Selasa, 16 Desember 2014

Masyarakat tanpa Sekolah

                                        Masyarakat tanpa Sekolah

Sarlito Wirawan Sarwono  ;   Guru Besar Fakultas Psikologi Universitas Indonesia
KORAN SINDO,  14 Desember 2014

                                                                                                                       


7. Ibu berhadas besar. Yang ibu lakukan untuk bersuci adalah: a. Wudu b. Mandi keramas c. Cuci kaki 8. Najis mutawsittah disebut juga dengan: ... dan seterusnya (tidak saya lanjutkan).

Soal ujian pilihan berganda itu ditunjukkan oleh seorang ibu kepada saya. Saya pikir tadinya ini soal-soal ulangan kelas II SMP, tetapi belief it or not, anak sulung ibu itu baru kelas 1 SD dan dia tinggal di Bekasi. Jadi itu adalah materi ulangan murid kelas 1 SD di Bekasi (nama SD-nya off the record).

Kata ibu itu, ”Ini soal UAS anak saya, Prof.” Yang mencengangkan adalah bahwa soal-soal seperti itu diberikan ke siswa kelas 1 SD yang menurut psikolog J Piaget, perkembangan kognisi anak secara umum belum sampai ke taraf harus bisa membaca. Pada tahapan umur 6-7 tahun anak baru bisa mulai diajari membaca. Dulu saya sediri baru belajar membaca di kelas 1 SR (sekolah rakyat, setara SD sekarang), ”Be...u... bu...ka... u...ku... buku! Horeee....”

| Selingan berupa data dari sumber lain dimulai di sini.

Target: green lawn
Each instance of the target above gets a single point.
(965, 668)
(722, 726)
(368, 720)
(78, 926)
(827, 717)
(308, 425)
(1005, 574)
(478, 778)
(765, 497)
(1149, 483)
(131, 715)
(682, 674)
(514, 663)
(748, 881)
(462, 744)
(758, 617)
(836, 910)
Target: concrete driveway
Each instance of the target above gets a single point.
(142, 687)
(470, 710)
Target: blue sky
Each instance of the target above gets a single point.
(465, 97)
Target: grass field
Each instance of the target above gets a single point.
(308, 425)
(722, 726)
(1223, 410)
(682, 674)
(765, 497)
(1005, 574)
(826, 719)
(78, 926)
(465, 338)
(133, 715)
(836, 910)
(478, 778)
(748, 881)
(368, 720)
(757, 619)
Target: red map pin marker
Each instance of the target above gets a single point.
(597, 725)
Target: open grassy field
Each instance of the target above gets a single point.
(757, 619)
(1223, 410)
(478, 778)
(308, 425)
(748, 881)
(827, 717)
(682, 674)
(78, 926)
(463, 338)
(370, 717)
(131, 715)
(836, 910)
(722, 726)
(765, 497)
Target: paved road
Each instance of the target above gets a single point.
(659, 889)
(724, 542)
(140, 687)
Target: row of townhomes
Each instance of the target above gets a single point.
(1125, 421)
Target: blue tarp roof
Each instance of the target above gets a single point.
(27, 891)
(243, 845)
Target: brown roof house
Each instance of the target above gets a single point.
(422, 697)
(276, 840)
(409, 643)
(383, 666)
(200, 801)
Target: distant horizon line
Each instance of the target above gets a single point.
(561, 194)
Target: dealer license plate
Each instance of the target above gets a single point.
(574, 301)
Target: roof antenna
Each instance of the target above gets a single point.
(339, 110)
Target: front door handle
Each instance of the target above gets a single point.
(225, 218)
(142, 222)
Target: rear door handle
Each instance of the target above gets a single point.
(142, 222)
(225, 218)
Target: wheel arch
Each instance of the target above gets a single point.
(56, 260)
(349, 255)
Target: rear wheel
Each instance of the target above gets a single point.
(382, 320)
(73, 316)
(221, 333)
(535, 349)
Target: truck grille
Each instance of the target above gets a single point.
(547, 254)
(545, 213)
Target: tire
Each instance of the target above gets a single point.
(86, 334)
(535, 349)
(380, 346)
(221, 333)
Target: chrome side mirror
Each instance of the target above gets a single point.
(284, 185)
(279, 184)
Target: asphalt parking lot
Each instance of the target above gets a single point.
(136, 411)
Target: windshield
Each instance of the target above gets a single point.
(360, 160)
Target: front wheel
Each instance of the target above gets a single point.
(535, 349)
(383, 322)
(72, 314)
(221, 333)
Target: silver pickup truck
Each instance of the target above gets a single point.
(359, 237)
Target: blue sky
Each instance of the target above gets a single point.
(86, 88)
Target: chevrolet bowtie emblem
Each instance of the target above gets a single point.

Sebelumnya, di TK saya main melulu, menggambar, bernyanyi, dan menari; kalau udah kebelet, ”Bu Guru, mau pipis....” Tapi yang paling salah menurut Piaget (psikolog dari Swiss, 1896-1980) adalah anak seumur itu diajari konsep-konsep yang abstrak, yang sudah pasti dia tidak akan bisa mengerti. Apa itu ”hadas besar”? Ibu gurunya mungkin tahu bahwa arti kata itu adalah ”ibu dan bapak habis gituan ”, tetapi mana anak tahu dan bagaimana cara ngasih tahunya?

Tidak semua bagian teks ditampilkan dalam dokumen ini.